XPrize, ten years ago

Ten years ago this past weekend, SpaceShipOne made its final flight and won the coveted X-Prize; the date was October 4th, 2004. I was there, as a part of a three-man team on the “inside” covering the event for the Aero-News Network.

In mid September of that same year I was contacted by ANN’s editor-in-chief, Jim Campbell and invited to join the news team at Mojave, California for the X-Prize. At first I was torn on whether or not I should go. My daughter was just about ready to take her first steps and as a part of getting out of the cockpit and becoming a stay-at-home daddy, the deal was that I would not have to miss such events as that. When I told my wife about my dilemma, she, (being also an Embry-Riddle alumnus and in the aviation industry), reminded me that the flights for the X-Prize were not only singular in aviation history, but in spaceflight history as well. Then she gave a simple ultimatum, “If you don’t go, I will!” 
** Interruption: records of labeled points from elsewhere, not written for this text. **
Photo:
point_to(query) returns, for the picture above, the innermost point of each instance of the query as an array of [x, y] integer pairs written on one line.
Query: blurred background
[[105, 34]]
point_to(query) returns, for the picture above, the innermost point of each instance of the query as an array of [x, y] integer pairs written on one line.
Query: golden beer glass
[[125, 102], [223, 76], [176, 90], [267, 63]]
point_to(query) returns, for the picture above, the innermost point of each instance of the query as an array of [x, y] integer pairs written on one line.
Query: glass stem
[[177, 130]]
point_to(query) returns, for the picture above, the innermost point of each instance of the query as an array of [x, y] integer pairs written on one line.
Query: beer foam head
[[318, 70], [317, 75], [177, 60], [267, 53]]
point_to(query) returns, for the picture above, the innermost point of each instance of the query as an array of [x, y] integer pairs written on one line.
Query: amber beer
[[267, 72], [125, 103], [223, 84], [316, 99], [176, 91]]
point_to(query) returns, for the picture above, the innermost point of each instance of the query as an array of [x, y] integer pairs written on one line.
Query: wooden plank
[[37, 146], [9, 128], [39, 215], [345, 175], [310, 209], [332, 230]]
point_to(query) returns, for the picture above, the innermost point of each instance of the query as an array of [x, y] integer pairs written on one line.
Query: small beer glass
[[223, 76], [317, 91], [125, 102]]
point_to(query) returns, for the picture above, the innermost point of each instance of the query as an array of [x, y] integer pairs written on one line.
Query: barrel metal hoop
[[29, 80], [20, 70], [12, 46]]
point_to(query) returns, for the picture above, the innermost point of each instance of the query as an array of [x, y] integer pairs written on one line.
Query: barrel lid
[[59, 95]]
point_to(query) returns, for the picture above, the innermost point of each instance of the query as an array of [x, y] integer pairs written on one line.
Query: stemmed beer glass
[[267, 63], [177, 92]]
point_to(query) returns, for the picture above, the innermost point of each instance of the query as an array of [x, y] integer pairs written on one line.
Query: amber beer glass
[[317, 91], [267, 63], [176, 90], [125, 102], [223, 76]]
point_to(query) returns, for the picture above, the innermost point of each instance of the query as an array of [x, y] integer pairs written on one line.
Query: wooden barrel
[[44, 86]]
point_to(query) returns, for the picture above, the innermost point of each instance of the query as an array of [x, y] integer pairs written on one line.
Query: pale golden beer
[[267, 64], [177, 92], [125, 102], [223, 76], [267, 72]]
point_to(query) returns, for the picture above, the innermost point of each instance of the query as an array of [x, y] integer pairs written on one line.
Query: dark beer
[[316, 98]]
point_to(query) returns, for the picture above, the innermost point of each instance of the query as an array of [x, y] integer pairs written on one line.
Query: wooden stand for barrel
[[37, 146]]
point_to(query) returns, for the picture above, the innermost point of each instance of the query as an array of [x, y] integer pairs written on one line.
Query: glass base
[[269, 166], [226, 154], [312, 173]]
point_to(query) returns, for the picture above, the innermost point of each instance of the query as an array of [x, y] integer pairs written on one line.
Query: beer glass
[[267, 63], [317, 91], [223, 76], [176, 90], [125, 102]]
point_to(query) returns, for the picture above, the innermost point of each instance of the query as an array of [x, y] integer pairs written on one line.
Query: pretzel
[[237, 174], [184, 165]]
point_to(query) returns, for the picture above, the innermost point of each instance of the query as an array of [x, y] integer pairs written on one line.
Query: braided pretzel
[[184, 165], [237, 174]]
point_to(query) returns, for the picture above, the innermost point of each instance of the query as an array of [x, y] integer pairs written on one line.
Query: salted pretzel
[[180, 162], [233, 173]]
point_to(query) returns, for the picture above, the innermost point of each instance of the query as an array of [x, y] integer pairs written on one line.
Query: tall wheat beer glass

As a result I coached our baby girl like Scotty Bowman preparing for a Stanly Cup bid. She took her first steps the evening before I left for Mojave.

When Campbell first offered me the chance to cover X-Prize, he told me we would be “on the inside.” To which I asked myself, “how much on the inside?” To give all of you readers an idea of just how “inside” we were I will cite an event that took place just after the final flight. Every media outlet on the planet had suddenly discovered Mojave before that final flight and they came crowding in. There was a post-flight news conference that was being held in a room that could lawfully fit less than a third of those who wanted to cover the moment. Thus, X-Prize saw fit to limit access by issuing gold stars for those being allowed in, to stick to their badges. As Cambell, Kevin “Hognose” and myself, who were the ANN team, elbowed our way through the throng trying to get into the building, we heard the security lady at the doors saying repeatedly, “Only those with gold stars can get in!” Looking at our badges, we did not have any stinking gold stars. Campbell just said, “Don’t worry about it.” As we pushed through the door we gave a wave to the lady and simply went in. Behind us I heard some shouts of “Hey! Those guys don’t have gold stars!” To which she replied simply, “Those guys don’t need gold stars.” THAT is how “inside” ANN was at X-Prize.

Before the actual X-Prize flights there had been a good deal of publicity concerning the up-coming event. In one article there was a photo of Burt Rutan, the chief designer of SpaceShipOne, doing some zero-G flights with a teddy bear that was supposed to ride on the vehicle into space. “Why a teddy bear and not a Klyde Morris doll?” I asked publically. Shortly before I left for Mojave, I got the word, “Bring one.” So I brought three with me.

As the first flight of the two required to officially win the $10 million X-Prize taxied out, we had all left our crowded little “press room” to watch White Knight depart. I was in among the VIPs, Hognose was on the flight line taking pictures and Campbell was in the chase-plane; his was the only camera taking in-flight photos of that event. X-Prize had arranged for a huge jumbotron-like bill board to be set up where everyone in the crowd could watch the on-board and long-range TV images of the two vehicles in flight, so I was pretty occupied just watching.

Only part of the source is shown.